Lettre à Jacques van Santen Kolff, 22 janvier 1888.

« Le roman va commencer à paraître dans La Revue illustrée, qui en donnera le premier chapitre le 1er avril. Chaque fois, elle donnera un chapitre entier. […] J’ajoute que chaque chapitre sera illustré de deux gravures et de petits dessins dans le texte. Depuis longtemps, je veux tenter ce mode de publication, car le dépeçage en feuilletons, dans les journaux quotidiens, fait le plus grand tort à mes livres. – Que vous dirais-je sur l’œuvre elle-même ? J’y travaille, je la soigne, et elle me donne du mal, pour tous les documents qu’elle nécessite. Je la crains un peu nue, un peu banale ; mais j’ai voulu cette banalité du sujet, tout le mérite devant être dans l’exécution, surtout dans la philosophie cachée. On m’a souvent reproché de ne pas tenir compte de l’au-delà, et c’est pourquoi j’ai voulu faire la part du rêve dans ma série des Rougon-Macquart. »

Lettre à Jacques van Santen Kolff, 5 mars 1888.

« J’arrive aux détails que vous me demandez sur Le Rêve. Comme mon roman, cette fois, se déroule en pleine imagination, j’ai créé le milieu de toutes pièces. Beaumont-l’Église est de pure fantaisie, fabriquée avec des morceaux de Couçy-le-Château, mais haussée au rang de ville épiscopale. Les ruines du château de Coucy m’ont également servi pour les ruines de mon château de Hautecœur. Quant à ma cathédrale, elle est bâtie pour les besoins de mon histoire, sur le modèle de nos cathédrales de France. – Il serait très long de vous expliquer comment j’en suis venu à arrêter tel qu’il est le milieu où j’ai placé mes personnages. Tout cela est très étudié, très volontaire, et l’on ne saura jamais les peines que j’ai eues, aidé d’un de mes amis, architecte, pour bâtir simplement la maison des Hubert, cette maison du XVe siècle, conservée presque intacte. En un mot, le milieu est à la fois tout d’invention et très vrai. – Pour les détails sur l’art du brodeur, j’ai eu également beaucoup de mal. Heureusement, j’ai trouvé un livre, L’Art du brodeur, de Saint-Aubin, publié au siècle dernier, qui m’a été d’un précieux secours. – J’ai également pâli de longues journées sur La Légende dorée. Jamais on ne saura, je le répète, les études que j’ai été obligé de faire pour ce livre si simple. »

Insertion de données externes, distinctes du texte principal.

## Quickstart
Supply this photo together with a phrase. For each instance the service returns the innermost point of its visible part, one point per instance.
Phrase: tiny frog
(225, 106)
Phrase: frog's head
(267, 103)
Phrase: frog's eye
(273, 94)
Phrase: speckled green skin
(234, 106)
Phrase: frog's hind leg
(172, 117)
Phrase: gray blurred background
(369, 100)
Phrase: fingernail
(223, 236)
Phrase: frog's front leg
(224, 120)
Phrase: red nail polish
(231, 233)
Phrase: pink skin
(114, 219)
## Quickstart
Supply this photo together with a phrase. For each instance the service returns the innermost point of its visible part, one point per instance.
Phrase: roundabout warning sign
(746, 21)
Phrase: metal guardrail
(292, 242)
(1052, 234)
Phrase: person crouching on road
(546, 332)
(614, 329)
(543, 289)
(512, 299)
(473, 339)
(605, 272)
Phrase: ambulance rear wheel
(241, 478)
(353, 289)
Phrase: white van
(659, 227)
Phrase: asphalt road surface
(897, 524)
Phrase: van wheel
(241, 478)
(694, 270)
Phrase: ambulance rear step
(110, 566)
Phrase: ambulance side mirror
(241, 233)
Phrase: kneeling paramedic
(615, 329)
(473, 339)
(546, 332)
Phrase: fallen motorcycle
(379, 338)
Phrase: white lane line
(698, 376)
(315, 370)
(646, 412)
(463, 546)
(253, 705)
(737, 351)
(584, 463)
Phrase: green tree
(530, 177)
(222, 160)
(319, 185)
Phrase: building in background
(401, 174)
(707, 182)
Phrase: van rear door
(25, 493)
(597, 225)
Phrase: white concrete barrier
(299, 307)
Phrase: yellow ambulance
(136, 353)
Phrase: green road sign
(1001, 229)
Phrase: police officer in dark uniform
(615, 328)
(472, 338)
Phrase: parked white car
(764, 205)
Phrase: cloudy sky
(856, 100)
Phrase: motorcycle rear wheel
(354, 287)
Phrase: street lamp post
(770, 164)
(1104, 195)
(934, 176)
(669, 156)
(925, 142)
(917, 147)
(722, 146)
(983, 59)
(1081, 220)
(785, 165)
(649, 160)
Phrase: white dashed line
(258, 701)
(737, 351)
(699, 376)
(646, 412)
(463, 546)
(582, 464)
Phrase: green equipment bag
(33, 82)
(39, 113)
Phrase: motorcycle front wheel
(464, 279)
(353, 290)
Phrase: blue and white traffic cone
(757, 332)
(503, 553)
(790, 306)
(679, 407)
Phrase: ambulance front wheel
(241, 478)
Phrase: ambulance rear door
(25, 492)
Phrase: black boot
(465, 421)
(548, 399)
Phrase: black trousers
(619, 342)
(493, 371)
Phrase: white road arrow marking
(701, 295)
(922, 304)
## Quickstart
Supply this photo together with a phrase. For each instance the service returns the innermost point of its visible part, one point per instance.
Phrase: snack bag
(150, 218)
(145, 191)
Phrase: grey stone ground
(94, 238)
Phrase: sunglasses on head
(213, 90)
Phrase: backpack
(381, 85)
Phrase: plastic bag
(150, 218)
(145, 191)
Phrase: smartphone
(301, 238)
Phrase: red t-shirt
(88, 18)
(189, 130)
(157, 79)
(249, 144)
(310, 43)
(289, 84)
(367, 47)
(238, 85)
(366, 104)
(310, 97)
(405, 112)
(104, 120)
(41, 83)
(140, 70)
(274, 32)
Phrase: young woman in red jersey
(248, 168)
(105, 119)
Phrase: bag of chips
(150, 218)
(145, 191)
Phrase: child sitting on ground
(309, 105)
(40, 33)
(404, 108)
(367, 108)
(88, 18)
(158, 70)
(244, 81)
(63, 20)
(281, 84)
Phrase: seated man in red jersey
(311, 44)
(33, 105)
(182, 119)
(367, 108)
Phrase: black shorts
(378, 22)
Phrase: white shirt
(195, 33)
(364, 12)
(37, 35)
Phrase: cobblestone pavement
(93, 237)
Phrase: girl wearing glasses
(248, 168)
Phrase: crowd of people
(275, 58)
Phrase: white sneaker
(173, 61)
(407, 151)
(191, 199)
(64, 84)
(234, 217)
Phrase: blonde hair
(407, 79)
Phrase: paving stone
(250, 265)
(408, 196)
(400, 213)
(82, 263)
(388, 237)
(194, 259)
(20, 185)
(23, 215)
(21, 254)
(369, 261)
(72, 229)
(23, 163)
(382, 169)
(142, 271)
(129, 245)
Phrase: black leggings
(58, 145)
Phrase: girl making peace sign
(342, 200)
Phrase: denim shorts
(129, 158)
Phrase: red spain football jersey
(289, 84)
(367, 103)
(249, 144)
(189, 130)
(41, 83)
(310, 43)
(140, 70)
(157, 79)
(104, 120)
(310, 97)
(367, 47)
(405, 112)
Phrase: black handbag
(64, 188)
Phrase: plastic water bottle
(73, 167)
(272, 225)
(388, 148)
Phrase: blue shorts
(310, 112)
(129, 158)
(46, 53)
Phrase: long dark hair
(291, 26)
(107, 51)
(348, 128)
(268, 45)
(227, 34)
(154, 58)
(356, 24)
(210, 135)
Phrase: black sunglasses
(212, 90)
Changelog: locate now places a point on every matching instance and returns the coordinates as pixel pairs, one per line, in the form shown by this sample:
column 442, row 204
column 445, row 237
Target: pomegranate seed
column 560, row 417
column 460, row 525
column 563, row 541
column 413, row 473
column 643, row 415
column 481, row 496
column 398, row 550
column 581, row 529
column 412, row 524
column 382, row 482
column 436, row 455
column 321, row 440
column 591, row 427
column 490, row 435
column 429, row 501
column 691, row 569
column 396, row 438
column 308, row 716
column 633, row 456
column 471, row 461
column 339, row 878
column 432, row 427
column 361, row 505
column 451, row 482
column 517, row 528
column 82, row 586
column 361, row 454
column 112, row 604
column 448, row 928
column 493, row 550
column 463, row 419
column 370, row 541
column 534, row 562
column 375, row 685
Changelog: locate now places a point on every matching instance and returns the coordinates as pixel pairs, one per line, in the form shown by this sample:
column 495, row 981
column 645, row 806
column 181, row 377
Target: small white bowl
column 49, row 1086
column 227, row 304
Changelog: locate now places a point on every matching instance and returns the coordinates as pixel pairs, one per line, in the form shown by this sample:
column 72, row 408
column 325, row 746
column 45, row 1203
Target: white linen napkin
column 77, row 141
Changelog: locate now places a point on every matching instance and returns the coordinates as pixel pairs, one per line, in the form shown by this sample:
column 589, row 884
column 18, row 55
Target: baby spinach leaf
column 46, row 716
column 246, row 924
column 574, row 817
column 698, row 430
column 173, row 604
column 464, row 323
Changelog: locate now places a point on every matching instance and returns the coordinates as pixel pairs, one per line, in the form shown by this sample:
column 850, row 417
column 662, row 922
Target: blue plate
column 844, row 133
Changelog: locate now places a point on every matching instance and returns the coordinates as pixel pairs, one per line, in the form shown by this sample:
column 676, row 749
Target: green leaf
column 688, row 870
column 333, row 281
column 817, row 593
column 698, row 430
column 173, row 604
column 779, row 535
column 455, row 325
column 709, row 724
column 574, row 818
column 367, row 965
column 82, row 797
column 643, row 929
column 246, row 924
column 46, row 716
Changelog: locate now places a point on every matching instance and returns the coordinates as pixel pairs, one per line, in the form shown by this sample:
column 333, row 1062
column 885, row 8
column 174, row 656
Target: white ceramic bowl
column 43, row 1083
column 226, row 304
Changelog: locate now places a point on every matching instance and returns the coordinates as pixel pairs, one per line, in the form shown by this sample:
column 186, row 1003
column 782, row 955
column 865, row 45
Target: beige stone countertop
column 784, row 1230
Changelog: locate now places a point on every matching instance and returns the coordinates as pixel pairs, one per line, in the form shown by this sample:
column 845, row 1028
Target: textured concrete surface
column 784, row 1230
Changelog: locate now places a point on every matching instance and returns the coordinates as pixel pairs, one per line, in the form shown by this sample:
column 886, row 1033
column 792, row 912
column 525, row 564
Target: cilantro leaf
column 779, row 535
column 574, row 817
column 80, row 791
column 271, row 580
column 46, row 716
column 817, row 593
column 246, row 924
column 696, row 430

Lettre à Jacques van Santen Kolff, 25 mai 1888.

« Depuis des années, j’avais le projet de donner un pendant à La Faute de l’abbé Mouret, pour que ce livre ne se trouvât pas isolé dans la série. Une case était réservée pour une étude de l’au-delà. Tout cela marche de front, dans ma tête, et il m’est difficile de préciser les époques. Les idées restent vagues, jusqu’à la minute de l’exécution. Mais soyez certain que rien n’est imprévu. Le Rêve est arrivé à son heure, comme les autres épisodes. »

Lettre à Jacques van Santen Kolff, 16 novembre 1888.